18.09.2020

Seit vielen Jahren wird die Mitarbeiterführung als Königsdisziplin für das Funktionieren von Organisationen beschworen. Mit dem Corona-bedingten Arbeiten von zuhause müssen Führungskräfte zeigen, wie gut sie wirklich loslassen können.

Ab März 2020 mit Beginn der Corona-Krise ging plötzlich alles ganz schnell: Von heute auf morgen arbeiteten Millionen Deutsche im Homeoffice. Was vorher oft aus technischen oder organisatorischen Gründen nicht machbar schien, ging nun plötzlich ruck-zuck.

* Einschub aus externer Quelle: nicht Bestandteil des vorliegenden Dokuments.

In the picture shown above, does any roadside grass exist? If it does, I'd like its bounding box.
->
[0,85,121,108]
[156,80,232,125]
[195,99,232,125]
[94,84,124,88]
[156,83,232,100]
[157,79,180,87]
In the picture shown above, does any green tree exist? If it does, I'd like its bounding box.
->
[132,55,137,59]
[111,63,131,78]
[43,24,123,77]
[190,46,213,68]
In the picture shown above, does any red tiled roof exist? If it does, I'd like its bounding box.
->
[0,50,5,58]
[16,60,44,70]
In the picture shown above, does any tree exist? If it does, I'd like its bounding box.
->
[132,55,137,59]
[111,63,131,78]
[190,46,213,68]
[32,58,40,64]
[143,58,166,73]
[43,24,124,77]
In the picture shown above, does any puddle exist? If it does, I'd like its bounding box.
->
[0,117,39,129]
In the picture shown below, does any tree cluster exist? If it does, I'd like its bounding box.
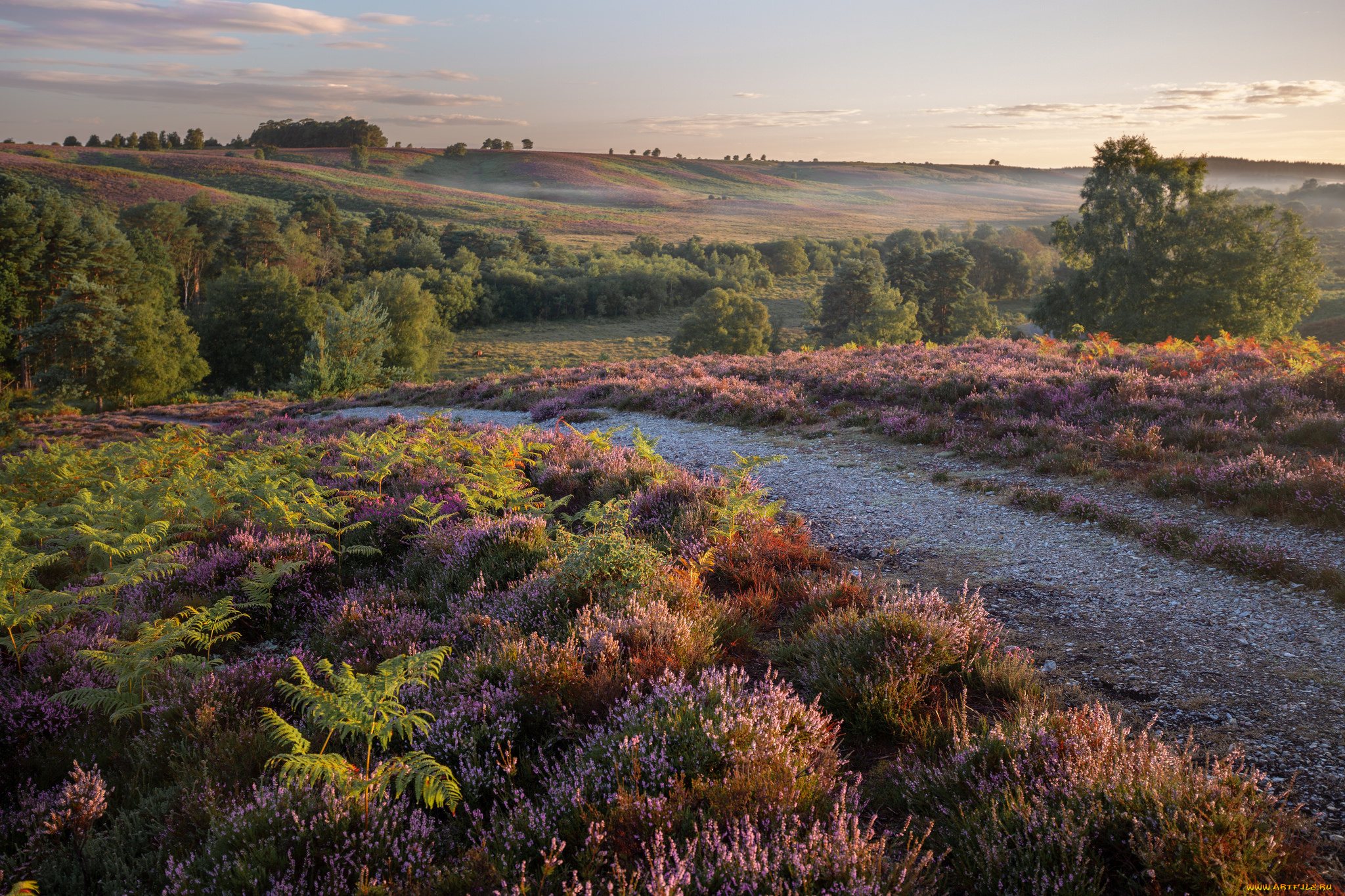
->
[247,116,387,149]
[63,127,221,152]
[1033,137,1325,343]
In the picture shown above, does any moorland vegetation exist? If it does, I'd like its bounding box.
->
[0,126,1345,896]
[0,416,1313,895]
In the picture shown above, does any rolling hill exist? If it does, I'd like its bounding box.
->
[0,144,1345,243]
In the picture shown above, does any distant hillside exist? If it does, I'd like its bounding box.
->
[0,145,1082,243]
[11,144,1345,243]
[1205,156,1345,191]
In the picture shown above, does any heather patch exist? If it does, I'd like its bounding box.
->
[772,588,1036,750]
[0,416,1318,893]
[874,706,1302,895]
[371,333,1345,528]
[1011,484,1345,601]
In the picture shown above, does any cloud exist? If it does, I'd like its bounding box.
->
[625,109,862,137]
[382,116,527,127]
[0,71,500,112]
[924,81,1345,129]
[0,0,384,54]
[355,12,420,26]
[418,68,477,81]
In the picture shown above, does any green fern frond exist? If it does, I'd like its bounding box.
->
[375,750,463,811]
[261,706,312,756]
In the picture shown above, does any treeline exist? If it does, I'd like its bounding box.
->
[0,161,1070,404]
[246,116,387,149]
[63,127,222,152]
[667,223,1057,354]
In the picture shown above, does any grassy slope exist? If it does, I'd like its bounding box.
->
[440,278,815,380]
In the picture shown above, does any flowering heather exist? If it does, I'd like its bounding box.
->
[374,335,1345,526]
[0,416,1332,896]
[774,588,1032,748]
[874,705,1302,895]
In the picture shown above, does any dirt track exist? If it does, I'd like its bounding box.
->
[330,407,1345,850]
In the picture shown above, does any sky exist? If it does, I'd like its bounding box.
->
[0,0,1345,167]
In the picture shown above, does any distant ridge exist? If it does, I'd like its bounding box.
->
[1205,156,1345,179]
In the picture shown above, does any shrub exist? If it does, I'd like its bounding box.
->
[164,782,443,896]
[874,705,1304,895]
[772,588,1036,750]
[487,669,842,869]
[406,513,548,597]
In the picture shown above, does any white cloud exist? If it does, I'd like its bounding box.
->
[0,70,500,112]
[627,109,864,137]
[323,40,387,50]
[924,81,1345,129]
[355,12,420,26]
[0,0,384,53]
[393,116,527,127]
[428,68,477,81]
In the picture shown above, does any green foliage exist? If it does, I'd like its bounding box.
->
[1033,137,1323,343]
[812,258,920,345]
[261,647,463,811]
[250,116,387,148]
[55,598,248,725]
[669,289,771,354]
[289,294,395,398]
[195,266,321,391]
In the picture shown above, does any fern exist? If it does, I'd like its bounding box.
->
[238,560,308,612]
[55,598,246,727]
[303,498,382,580]
[402,494,457,542]
[711,452,784,542]
[261,647,463,814]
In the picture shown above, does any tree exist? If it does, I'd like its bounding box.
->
[289,291,391,398]
[1032,137,1323,341]
[229,205,285,267]
[247,116,387,149]
[24,274,129,410]
[670,289,771,356]
[812,258,920,345]
[916,246,1000,344]
[261,647,463,818]
[884,227,929,298]
[366,268,449,381]
[961,236,1032,298]
[194,265,323,389]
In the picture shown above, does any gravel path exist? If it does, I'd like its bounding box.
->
[325,407,1345,849]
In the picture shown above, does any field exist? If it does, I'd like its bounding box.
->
[441,280,816,380]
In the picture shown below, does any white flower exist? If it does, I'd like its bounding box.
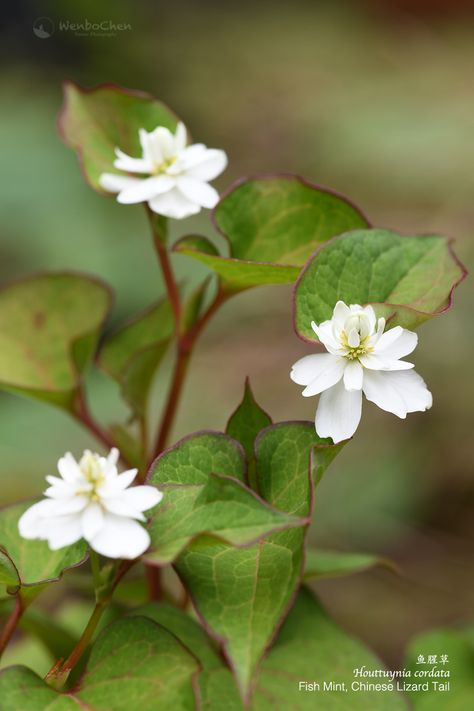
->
[18,449,163,559]
[99,123,227,220]
[290,301,433,442]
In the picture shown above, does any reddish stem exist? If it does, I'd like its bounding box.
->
[0,595,24,657]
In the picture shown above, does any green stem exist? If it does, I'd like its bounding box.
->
[51,557,136,689]
[0,595,24,657]
[89,549,102,601]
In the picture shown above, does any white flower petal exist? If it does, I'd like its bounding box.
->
[186,148,228,181]
[332,301,351,330]
[290,353,335,385]
[176,175,219,209]
[148,189,201,220]
[311,321,341,355]
[363,370,433,419]
[302,355,346,397]
[374,326,418,360]
[315,381,362,444]
[90,514,150,560]
[344,360,364,390]
[58,452,82,483]
[363,370,407,419]
[114,148,153,173]
[117,175,175,205]
[81,501,104,543]
[174,121,188,155]
[99,173,141,193]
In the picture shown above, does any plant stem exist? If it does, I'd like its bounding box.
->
[0,594,24,657]
[51,560,135,688]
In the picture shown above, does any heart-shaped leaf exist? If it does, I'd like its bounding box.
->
[59,82,177,194]
[145,434,305,565]
[304,548,396,580]
[98,299,174,416]
[250,588,407,711]
[0,501,87,595]
[295,229,466,341]
[0,617,201,711]
[174,175,368,292]
[0,274,111,410]
[176,423,341,694]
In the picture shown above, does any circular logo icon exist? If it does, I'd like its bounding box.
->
[33,17,54,39]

Zwar fand die Arbeit aus dem Homeoffice je nach Industrie in unterschiedlicher Ausprägung statt, zudem wechselten laut Universität Mannheim auch längst nicht so viele Menschen an den heimischen Schreibtisch, wie mitunter angenommen. Dennoch: unterm Strich kann man durchaus von einem echten Siegeszug des Homeoffice in der Arbeitswelt sprechen. Was auf den ersten Blick technisch meist einfach wirkt, ist zwischenmenschlich häufig nicht ganz unproblematisch. Daher ist die entscheidende Frage: Wie stellt sich die Führung darauf ein, dass die Mitarbeiter künftig nicht mehr gemeinsam am Besprechungstisch oder in der Kantine sitzen, sondern sich von überall aus einloggen können? Und damit aus dem eigenen Sichtbereich verschwinden? Denn eines steht aus Sicht vieler Branchenexperten heute schon fest: Eine vollständige Rückkehr zur Präsenzkultur kann sich kaum jemand mehr vorstellen.

Die Herausforderung: Führung auf Distanz

Tatsächlich stellt die „Führung auf Distanz“ eine ganz besondere Herausforderung dar. Laut einer aktuellen Befragung des Personaldienstleisters Hays unter rund 750 Führungskräften haben die Befragten insbesondere die fehlende persönliche und räumliche Nähe zu ihren Mitarbeitern als irritierend empfunden. Denn ob sich ein Mitarbeiter bei der Arbeit im Homeoffice eher unwohl fühlt oder an schwierigen Themen verzweifelt, erkennt der Vorgesetzte, der jetzt nicht mehr im selben Gebäude sitzt, vermutlich nicht mehr so schnell bzw. kann dem nicht mehr so leicht entgegenwirken. Im gemeinsamen Büro konnte man dazu schließlich kurz bei einer Tasse Kaffee sprechen und das Problem gemeinsam lösen.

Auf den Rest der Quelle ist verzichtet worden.